Тоска эта впрочем быстро превратилась в лёгкую грусть. Владимир Николаевич всё вспоминал лицо Али, круглое в рыжих веснушках, толстые угольно-чёрные косы, уложенные на голове, щель между передними зубами. Где она теперь? Жива ли? Не у кого спросить. Залесский никогда не забывал людей. Даже тех, кто едва прошёл по кромке его жизни, он помнил в мельчайших деталях. Потому и узнал сразу в высоком хмуром мужчине застенчивого паренька Витю Короткина. А узнав, сразу обрадовался как старому другу и зазвал в гости пить чай.

Виктор недовольно отстранил от себя старика:

— Неудобно, — сказал он. — К тому же, дела у меня.

— Ну, какие дела! — воскликнула Яна. — Пойдёмте к нам! У нас чай вкусный, папа купил. Ну, пожалуйста!

Виктор растаял.

— Хорошо, — ответил он. — Дела подождут.

И сразу же пожалел о сказанном. Подумалось, что в квартире его встретит Анна Николаевна, наверняка обрадуется, побежит обниматься. Прижмёт к объёмной груди так, что не продохнёшь. Она и раньше была не худенькой. Удивительно, что Яна её дочь. Совсем не похожа.

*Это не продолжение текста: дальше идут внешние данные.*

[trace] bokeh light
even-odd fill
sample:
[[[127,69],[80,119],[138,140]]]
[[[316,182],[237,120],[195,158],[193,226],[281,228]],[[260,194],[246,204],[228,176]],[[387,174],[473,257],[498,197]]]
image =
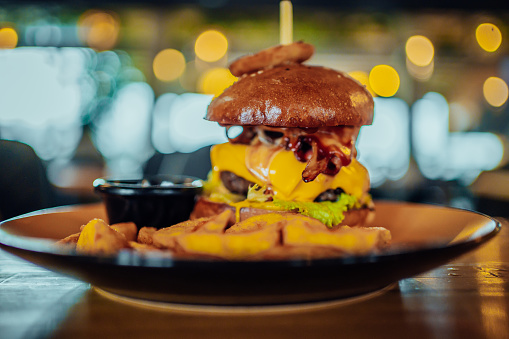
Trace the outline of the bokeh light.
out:
[[[1,138],[30,145],[45,161],[71,158],[82,136],[82,107],[91,98],[89,61],[77,48],[0,53]]]
[[[412,105],[412,148],[422,174],[439,179],[447,167],[449,103],[440,93],[428,92]]]
[[[431,60],[431,62],[426,66],[417,66],[410,59],[406,58],[406,69],[408,73],[416,80],[419,81],[427,81],[433,75],[433,71],[435,70],[435,61]]]
[[[361,85],[366,86],[366,89],[371,93],[372,96],[376,96],[376,93],[373,92],[369,84],[369,75],[364,71],[352,71],[348,72],[348,75],[361,83]]]
[[[25,45],[61,46],[63,29],[59,25],[41,24],[25,28]]]
[[[361,128],[356,147],[371,187],[399,180],[410,163],[409,107],[400,98],[374,98],[373,124]]]
[[[390,97],[399,89],[399,74],[389,65],[377,65],[369,73],[369,84],[382,97]]]
[[[89,10],[78,20],[81,40],[97,50],[113,48],[117,43],[119,31],[120,22],[114,13]]]
[[[122,87],[94,124],[93,142],[106,160],[107,175],[136,177],[154,153],[150,126],[154,91],[144,82]]]
[[[152,63],[154,75],[161,81],[178,79],[186,69],[184,55],[176,49],[164,49],[157,53]]]
[[[484,82],[483,94],[491,106],[500,107],[507,102],[509,89],[504,80],[497,77],[489,77]]]
[[[237,80],[227,68],[213,68],[203,73],[198,80],[200,93],[218,96]]]
[[[408,38],[405,51],[408,60],[421,67],[429,65],[435,55],[433,43],[422,35],[414,35]]]
[[[221,8],[217,17],[219,7],[199,2],[164,11],[0,8],[0,137],[33,146],[47,163],[81,163],[92,151],[94,164],[103,156],[119,173],[143,170],[153,148],[181,153],[210,145],[212,135],[224,141],[224,129],[203,115],[236,81],[226,64],[276,45],[280,27],[263,11],[239,17]],[[348,71],[376,97],[375,121],[357,147],[372,185],[389,192],[426,178],[473,178],[509,149],[494,135],[472,132],[508,136],[507,20],[501,12],[440,12],[394,16],[318,6],[297,27],[298,40],[316,47],[309,64]],[[104,143],[82,147],[98,135]]]
[[[228,141],[224,127],[203,119],[211,99],[210,95],[184,93],[167,106],[167,141],[175,151],[189,153]]]
[[[480,24],[475,30],[475,38],[479,46],[487,52],[495,52],[502,43],[500,29],[490,23]]]
[[[198,36],[194,45],[196,56],[206,62],[215,62],[226,55],[228,40],[223,33],[209,30]]]
[[[14,48],[18,45],[18,33],[11,27],[0,28],[0,48]]]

— Как Анна Николаевна? — решился спросить Виктор у самого входа в квартиру.

— Аня умерла, — тихо ответил Владимир Николаевич. — Давно.

— Я её совсем не помню, — с горечью добавила Яна.

Внутри мужской голос бормотал неразборчивые фразы. Оказалось, радио. Допотопный аппарат с тремя кнопками, которого Виктор в глаза не видел, только слышал о том, что такие существуют.

«Как убого!» — подумал он. — «Обоям, наверное, лет тридцать — все цветочки выцвели».

Владимир Николаевич вручил ему тапочки, повёл в кухню. Покрытый извёсткой потолок, мебель из советского гарнитура, который был когда-то практически у каждого. Владимир Николаевич прикрутил звук радиоточки, но из динамика всё равно пробивался шипящий шёпот.

— Сломался, — пояснил он. — Теперь таких не выпускают.

«И таких как вы не выпускают», — подумал Виктор, а вслух спросил:

— Вы же раньше за линией жили?

— Помнишь? Да, повезло тогда. Расселили.

— Никакого везения, — пояснил Виктор. — Мэра переизбирали. Он и рад стараться, чтобы на следующий срок пойти.

Он помнил так хорошо, потому что именно тогда Катерина выбила в администрации новую детскую площадку во дворе. Виктор не знал, зачем она это делает: детей в их семье не было, а ради чужих стараться... этого он понять не мог.

Потом пили чай с диковинными фруктами, и отец с дочерью наперебой требовали от гостя угадать, с какими именно. Виктор опознал апельсин, и его радостно просветили насчёт остальных ингредиентов.

— Витя был таким тихим мальчиком, скромным, — пустился в воспоминания Владимир Николаевич. — А одевался и тогда чудно. Всё время платки шейные разноцветные, красные брюки, ботинки такие страшные с толстой подошвой.

— Правда? — заинтересовалась Яна. — Так и не скажешь, что скромный.

«Почему он не спросит в каких я отношениях с его дочерью? — думал Виктор. — Ему всё равно?»

После Владимир Николаевич повёл его в большую комнату, зал, как он сам её назвал. Длинная стенка вдоль стены, снова из советских времён, на противоположной стене фотографии. И две маленькие рамочки десять на десять с кривыми карандашными рисунками.

— Яна рисовала, — Владимир Николаевич нежно погладил рамки. — Здесь яблоко, там — груша.

— В детском саду?

— Нет, потом, после аварии.

— Я хотела доказать, что нет ничего невозможного, — Яна зашла в комнату, грустно улыбнулась. — Пыталась рисовать. Вышло, по всей видимости, не очень, но папе очень дороги эти мои попытки. Проще заняться скульптурой, но мне это неинтересно.

Виктор вспомнил кривых слоников, которых притащила ему Катерина. Больше безделушек в его квартире не было. А здесь — фотографии, рисунки, фарфоровые статуэтки за стеклом, даже вязаная салфеточка, хорошо хоть не на телевизоре. Старомодно, уныло и так мило.

Владимир Николаевич перехватил его взгляд:

— Аня вязала.

Виктор молчал, не зная, что ответить. Обычно он за словом в карман не лез, но сейчас не мог выдавить из себя ни звука.

— Пора, — выдавил он наконец из себя. — Дела.

Быстро обулся и выбежал в подъезд, как будто ему действительно было некогда.